National Register of Historic Places listings ...Image via Wikipedia

The new thing, the Willamette Heritage Center ... i.e., Mission Mill Museum married to the Marion County Historical Society and given an unfortunately colorless name ... needs all our help.

The good folks running the show have a survey about how you use the place and what you think the priorities are. Check it out -- doesn't take long, and the more people from Salem and surroundings who complete it, the better.

Groups like the historical society and the folks who have worked so hard to preserve the mill have done something very, very important. Salem is very, very young in a historical sense -- yet, we are preserving less of our history than ever, thanks in large part to our own American sense of "history is bunk" but also because technology is sweeping things aside. If we're not careful, we're going to have more newspapers from 17th and 18th C. Philadelphia than from 19th and 20th Century Salem.
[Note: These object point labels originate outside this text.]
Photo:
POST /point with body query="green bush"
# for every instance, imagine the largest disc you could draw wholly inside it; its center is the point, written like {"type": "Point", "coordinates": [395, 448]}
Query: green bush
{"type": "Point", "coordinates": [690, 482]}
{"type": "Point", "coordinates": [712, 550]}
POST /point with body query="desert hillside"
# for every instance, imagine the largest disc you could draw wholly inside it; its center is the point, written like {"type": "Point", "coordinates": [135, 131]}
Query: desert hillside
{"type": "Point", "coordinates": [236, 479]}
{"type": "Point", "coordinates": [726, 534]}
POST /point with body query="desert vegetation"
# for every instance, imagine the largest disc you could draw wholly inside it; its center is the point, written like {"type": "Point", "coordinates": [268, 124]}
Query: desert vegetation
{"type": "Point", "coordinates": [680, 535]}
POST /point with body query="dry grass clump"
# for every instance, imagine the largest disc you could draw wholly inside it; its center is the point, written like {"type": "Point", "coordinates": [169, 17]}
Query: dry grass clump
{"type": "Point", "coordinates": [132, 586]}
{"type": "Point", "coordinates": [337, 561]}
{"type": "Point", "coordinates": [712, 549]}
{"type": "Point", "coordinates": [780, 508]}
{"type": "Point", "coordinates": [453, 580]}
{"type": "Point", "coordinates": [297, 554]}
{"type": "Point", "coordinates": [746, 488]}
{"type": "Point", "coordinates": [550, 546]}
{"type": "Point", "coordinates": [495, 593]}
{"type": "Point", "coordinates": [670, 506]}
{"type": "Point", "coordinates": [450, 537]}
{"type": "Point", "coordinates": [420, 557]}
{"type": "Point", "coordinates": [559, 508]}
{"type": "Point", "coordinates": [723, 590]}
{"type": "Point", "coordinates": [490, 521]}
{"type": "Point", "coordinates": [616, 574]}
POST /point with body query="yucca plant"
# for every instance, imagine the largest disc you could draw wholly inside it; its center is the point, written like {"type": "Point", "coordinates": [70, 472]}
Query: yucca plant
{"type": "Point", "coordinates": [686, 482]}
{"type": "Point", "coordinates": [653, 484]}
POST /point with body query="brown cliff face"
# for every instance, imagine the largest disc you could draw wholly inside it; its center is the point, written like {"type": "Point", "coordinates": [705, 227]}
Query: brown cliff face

The public library should be the great archive of all county newspapers and should be working tirelessly to get them all rescued from the destroyers (the people who thought we should microfiche everything and then pulp it) -- but the library budget is imploding. So we're left with the county historical society, so we need to support them and help them thrive. To be ignorant of history is to remain a child forever, as the saying goes. We're going to face some hard, hard times in years to come -- it's important that we have access to the knowledge of how other people faced prior hard times here.